La silhouette du Baron de Nelen se détachait sur les quais, avançant sur le ponton de bois avec morne, mais toujours au pas. A sa droite et à sa gauche, deux haies d’honneur s’étaient formées avec les défenseurs du port de Sharas. Tous auraient sûrement voulu capturer le chef de l’expédition qui bloquait le port d’Olysséa, mais le gouverneur de la ville, après avoir reçu des ordres, avait décidé d’une trêve pour que le corps du défunt Duc de Langehack soit rapatrié chez lui. Ce serait à Enrico que reviendrait la lourde tâche d’escorter le cadavre vers son lieu de dernier repos. C’est avec les yeux plissés et les traits marqués qu’il arriva face à la dépouille, recouverte d’un drap blanc, et couchée sur une civière d’or.
Le Baron Sigvald d'Olysséa, s'étant déplacé spécialement, lui donna alors une lettre. Enrico fit un léger salut de la tête, avant de la récupérer. Elle était cachetée. Du sceau de son suzerain. Ou… ancien suzerain ? Rien que l’idée lui faisait remonter de la bile dans l’estomac. Après avoir entendu la nouvelle, il se souvenait avoir vu trembler ses membres, et avait senti les larmes lui monter aux yeux. Il avait été pris de vertige, et avait commencé à se poser mille questions. S’il avait ramé plus vite, aurait-il attrapé les vaisseaux du Marquis ? Et s’il avait opéré un débarquement tactique sur la côte, prenant soin de bloquer le port avec seulement les navires royaux, cela aurait-il marché ? Aurait-il pu envoyer Marco et un petit groupe trié sur le volet pour aller libérer Oschide ? Tant de questions le torturaient, et si peu de réponses à appliquer sur ses nouvelles plaies…
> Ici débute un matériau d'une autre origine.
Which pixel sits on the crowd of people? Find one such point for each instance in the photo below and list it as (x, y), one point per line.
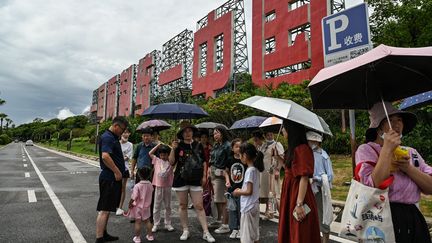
(241, 175)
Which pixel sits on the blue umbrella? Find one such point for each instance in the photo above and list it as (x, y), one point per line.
(175, 111)
(416, 100)
(252, 122)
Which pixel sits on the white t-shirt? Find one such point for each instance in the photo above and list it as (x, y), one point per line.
(127, 149)
(248, 202)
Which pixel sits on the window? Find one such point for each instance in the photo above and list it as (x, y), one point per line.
(270, 16)
(297, 3)
(287, 70)
(295, 32)
(203, 59)
(219, 53)
(270, 45)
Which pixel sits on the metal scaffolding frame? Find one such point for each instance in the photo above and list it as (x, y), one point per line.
(240, 61)
(178, 50)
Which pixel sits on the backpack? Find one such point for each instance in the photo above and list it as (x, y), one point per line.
(192, 169)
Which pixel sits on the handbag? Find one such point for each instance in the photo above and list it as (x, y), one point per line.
(367, 215)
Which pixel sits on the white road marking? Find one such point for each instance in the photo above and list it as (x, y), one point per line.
(73, 230)
(32, 196)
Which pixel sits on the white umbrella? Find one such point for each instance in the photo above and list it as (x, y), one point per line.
(288, 109)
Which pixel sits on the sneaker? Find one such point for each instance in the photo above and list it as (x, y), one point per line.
(185, 235)
(154, 229)
(150, 237)
(169, 228)
(215, 224)
(233, 234)
(119, 212)
(108, 237)
(136, 239)
(223, 229)
(208, 237)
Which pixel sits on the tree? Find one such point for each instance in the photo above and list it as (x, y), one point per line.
(403, 23)
(2, 117)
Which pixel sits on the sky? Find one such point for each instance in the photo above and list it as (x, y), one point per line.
(54, 53)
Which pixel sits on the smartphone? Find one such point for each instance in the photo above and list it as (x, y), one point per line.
(305, 207)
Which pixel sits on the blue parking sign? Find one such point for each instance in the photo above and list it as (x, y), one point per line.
(346, 34)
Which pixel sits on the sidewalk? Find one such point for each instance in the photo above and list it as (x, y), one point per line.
(335, 226)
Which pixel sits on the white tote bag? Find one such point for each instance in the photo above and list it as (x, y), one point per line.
(367, 215)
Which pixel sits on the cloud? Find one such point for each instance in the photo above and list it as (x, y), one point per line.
(65, 113)
(55, 53)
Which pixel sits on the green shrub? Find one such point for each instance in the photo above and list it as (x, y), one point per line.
(5, 139)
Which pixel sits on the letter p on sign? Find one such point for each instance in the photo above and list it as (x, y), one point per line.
(342, 21)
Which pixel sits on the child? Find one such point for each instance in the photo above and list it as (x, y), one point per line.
(249, 200)
(162, 180)
(234, 175)
(139, 205)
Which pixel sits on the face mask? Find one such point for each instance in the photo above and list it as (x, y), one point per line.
(313, 146)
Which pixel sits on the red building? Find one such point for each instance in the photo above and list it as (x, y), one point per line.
(101, 102)
(112, 97)
(219, 48)
(146, 86)
(287, 40)
(126, 91)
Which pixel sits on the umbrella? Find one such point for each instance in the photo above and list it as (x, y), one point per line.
(209, 125)
(384, 73)
(156, 125)
(175, 111)
(287, 109)
(249, 123)
(416, 100)
(272, 124)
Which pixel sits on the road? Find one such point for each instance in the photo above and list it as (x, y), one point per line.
(46, 197)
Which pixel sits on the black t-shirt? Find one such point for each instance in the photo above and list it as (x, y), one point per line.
(109, 143)
(181, 152)
(236, 171)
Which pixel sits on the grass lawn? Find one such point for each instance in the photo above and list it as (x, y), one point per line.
(343, 173)
(79, 145)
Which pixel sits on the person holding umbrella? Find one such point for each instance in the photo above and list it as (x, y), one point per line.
(219, 157)
(407, 175)
(188, 157)
(298, 221)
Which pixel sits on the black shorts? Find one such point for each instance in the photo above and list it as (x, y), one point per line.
(110, 193)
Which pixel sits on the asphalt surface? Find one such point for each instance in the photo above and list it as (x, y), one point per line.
(74, 186)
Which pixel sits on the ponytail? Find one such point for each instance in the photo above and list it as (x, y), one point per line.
(259, 161)
(253, 154)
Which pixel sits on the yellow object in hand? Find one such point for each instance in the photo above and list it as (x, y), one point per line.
(399, 154)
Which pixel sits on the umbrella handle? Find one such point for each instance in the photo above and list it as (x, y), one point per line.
(280, 130)
(385, 111)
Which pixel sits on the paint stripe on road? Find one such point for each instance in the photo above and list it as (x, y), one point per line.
(71, 227)
(32, 196)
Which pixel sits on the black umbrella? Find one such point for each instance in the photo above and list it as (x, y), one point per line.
(175, 111)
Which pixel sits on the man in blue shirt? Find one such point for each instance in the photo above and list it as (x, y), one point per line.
(112, 168)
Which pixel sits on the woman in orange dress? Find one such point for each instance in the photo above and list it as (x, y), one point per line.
(296, 190)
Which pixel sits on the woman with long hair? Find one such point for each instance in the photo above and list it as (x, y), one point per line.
(298, 221)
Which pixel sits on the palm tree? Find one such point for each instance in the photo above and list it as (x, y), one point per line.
(8, 122)
(2, 117)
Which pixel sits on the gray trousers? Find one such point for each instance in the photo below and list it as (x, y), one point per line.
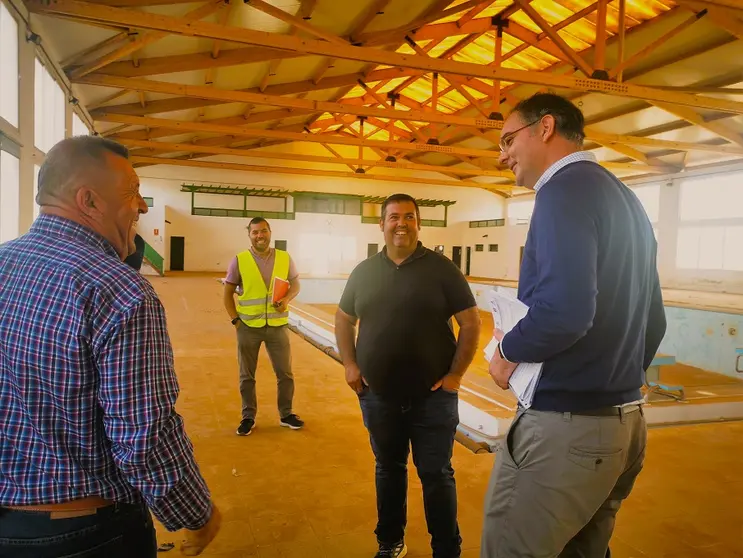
(558, 483)
(249, 340)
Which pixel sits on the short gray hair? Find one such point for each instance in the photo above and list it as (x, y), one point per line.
(70, 158)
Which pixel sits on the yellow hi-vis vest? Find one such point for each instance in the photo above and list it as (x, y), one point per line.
(254, 305)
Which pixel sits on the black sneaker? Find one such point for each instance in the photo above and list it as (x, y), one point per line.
(292, 421)
(246, 427)
(397, 550)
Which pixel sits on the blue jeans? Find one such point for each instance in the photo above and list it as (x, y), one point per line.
(116, 531)
(428, 424)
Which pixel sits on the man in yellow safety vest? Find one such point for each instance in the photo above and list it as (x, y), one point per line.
(259, 319)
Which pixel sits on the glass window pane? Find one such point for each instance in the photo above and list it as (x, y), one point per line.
(711, 247)
(9, 196)
(733, 250)
(687, 248)
(8, 66)
(717, 196)
(37, 168)
(49, 109)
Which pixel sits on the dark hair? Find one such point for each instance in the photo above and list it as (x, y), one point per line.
(258, 221)
(68, 159)
(398, 198)
(569, 119)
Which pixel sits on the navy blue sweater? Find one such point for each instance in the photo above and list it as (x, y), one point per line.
(589, 276)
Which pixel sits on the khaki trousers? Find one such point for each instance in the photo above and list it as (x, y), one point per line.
(249, 341)
(558, 483)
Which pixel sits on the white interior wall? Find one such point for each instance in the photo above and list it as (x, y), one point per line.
(320, 244)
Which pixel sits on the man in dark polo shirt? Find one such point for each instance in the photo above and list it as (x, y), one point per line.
(406, 368)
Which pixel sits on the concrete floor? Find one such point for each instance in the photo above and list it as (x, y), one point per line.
(310, 493)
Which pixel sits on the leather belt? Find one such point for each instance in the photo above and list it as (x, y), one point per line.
(73, 508)
(608, 411)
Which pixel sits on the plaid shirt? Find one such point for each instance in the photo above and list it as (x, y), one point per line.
(87, 385)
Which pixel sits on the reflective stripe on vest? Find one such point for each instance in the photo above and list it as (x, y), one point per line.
(254, 304)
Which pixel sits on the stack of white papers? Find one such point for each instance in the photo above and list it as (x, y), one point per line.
(507, 311)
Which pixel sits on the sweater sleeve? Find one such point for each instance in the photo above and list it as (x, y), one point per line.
(563, 303)
(656, 327)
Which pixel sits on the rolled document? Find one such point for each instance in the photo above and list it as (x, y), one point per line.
(508, 311)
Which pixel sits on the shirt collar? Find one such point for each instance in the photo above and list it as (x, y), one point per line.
(261, 256)
(54, 225)
(420, 251)
(562, 163)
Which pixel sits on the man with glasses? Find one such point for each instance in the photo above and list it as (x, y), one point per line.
(595, 320)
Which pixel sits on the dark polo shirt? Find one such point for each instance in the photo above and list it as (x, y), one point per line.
(405, 342)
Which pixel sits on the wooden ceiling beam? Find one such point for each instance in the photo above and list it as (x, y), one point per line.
(336, 159)
(296, 22)
(213, 93)
(85, 11)
(79, 57)
(730, 22)
(435, 13)
(141, 3)
(535, 16)
(184, 103)
(244, 131)
(722, 129)
(145, 39)
(643, 52)
(375, 8)
(198, 61)
(313, 172)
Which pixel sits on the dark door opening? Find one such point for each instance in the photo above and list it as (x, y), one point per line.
(456, 256)
(177, 249)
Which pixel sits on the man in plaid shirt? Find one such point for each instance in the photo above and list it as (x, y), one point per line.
(89, 437)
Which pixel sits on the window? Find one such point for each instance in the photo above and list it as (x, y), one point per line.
(711, 248)
(327, 204)
(717, 196)
(49, 109)
(8, 66)
(37, 168)
(9, 194)
(488, 223)
(78, 127)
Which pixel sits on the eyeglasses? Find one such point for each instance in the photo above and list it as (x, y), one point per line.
(507, 140)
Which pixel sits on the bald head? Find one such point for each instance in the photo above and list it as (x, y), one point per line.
(70, 162)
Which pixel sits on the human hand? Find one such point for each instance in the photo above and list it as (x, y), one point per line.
(354, 378)
(197, 540)
(500, 369)
(450, 382)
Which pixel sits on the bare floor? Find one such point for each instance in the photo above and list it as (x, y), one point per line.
(310, 493)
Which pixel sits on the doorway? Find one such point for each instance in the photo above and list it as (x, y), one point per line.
(177, 252)
(456, 256)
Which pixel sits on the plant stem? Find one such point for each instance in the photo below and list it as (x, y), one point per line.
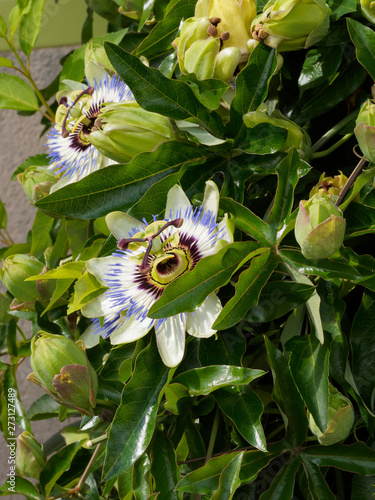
(330, 150)
(351, 179)
(333, 131)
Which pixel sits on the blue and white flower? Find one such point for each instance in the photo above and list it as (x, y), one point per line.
(148, 259)
(71, 152)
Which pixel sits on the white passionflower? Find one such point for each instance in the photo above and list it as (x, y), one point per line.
(71, 152)
(148, 259)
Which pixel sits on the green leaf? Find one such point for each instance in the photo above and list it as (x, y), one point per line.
(357, 457)
(282, 486)
(40, 234)
(286, 395)
(251, 88)
(22, 487)
(134, 422)
(206, 480)
(164, 468)
(229, 479)
(15, 93)
(156, 93)
(56, 466)
(319, 64)
(163, 34)
(30, 26)
(262, 139)
(278, 298)
(248, 288)
(287, 175)
(309, 367)
(341, 7)
(363, 348)
(226, 349)
(190, 290)
(118, 187)
(248, 222)
(202, 381)
(363, 38)
(244, 410)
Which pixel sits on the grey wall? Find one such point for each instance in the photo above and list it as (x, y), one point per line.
(19, 139)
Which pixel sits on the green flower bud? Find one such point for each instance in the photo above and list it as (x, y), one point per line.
(125, 129)
(60, 366)
(200, 51)
(320, 227)
(97, 64)
(329, 185)
(292, 24)
(296, 137)
(16, 269)
(30, 457)
(368, 10)
(33, 176)
(234, 25)
(5, 302)
(340, 419)
(365, 130)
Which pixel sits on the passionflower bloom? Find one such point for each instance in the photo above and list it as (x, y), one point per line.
(71, 152)
(149, 257)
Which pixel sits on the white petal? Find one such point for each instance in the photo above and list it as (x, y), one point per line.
(120, 224)
(90, 336)
(132, 329)
(199, 323)
(101, 266)
(98, 307)
(170, 338)
(211, 198)
(177, 203)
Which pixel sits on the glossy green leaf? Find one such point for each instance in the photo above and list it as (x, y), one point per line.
(40, 234)
(118, 187)
(363, 38)
(363, 349)
(134, 422)
(282, 486)
(226, 348)
(278, 298)
(262, 139)
(244, 410)
(163, 34)
(248, 222)
(309, 367)
(341, 7)
(206, 480)
(164, 468)
(30, 26)
(22, 487)
(251, 88)
(286, 395)
(56, 465)
(229, 479)
(357, 457)
(319, 64)
(202, 381)
(156, 93)
(15, 93)
(191, 289)
(316, 483)
(248, 289)
(287, 175)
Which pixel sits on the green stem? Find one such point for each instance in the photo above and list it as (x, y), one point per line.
(333, 131)
(330, 150)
De façon presque austère, il salua le Baron adverse.
« Je vous suis reconnaissant pour votre intégrité et votre conduite honorable. Sachez que ce ne sera pas oublié, le jour de la victoire. Malgré tout, c’est la guerre. Les opérations continuent. »Les défenseurs s’en doutaient, c’était logique. Et pourtant, Enrico avait comme une furieuse envie d’arrêter les frais. Après quelques secondes, il fit signe à quelques hommes du Langecin de venir porter le brancard doré. Quatre hommes s’avancèrent depuis le ponton, pour venir prendre l’enveloppe vide de leur suzerain.
L’air marin soufflait sur la dépouille, mais le drap blanc était bien fixé. Il ballotait au vent, sans jamais s’envoler, tel un drapeau sur la tête de mât. Les hommes avançaient en silence, la mine amoindrie. Devant, Enrico ouvrait la marche, et seuls les sons de sa jambe de bois contre le ponton, et le roulis incessant mais régulier des vagues, venait rythmer le silence de la procession. C’était sobre. C’était chaste. Et sur le lit d’or, un grand homme reposait à jamais. Un Dragon flottait au-dessus de leurs têtes, entre terre et mer, sous un voile immaculé, prêt à rentrer chez lui.
Une fois sur la fuste les ramenant vers une plus grosse galère, Enrico regarda la lettre qu’il avait en main. Il voulut l’ouvrir, lorsque son aide de camp mit la main sur son épaule.
« Votre Honneur, vous devriez sûrement attendre d’être sur le navire. »Ils remontèrent sur une galée. Le navire était plus petit, et il servirait à ramener la dépouille du Duc auprès des siens. A bord, un prêtre de Tyra, aux airs lugubres et au teint cireux, regarda le drap.
« Le corps est déjà préparé, je suppose ? »Enrico acquiesça.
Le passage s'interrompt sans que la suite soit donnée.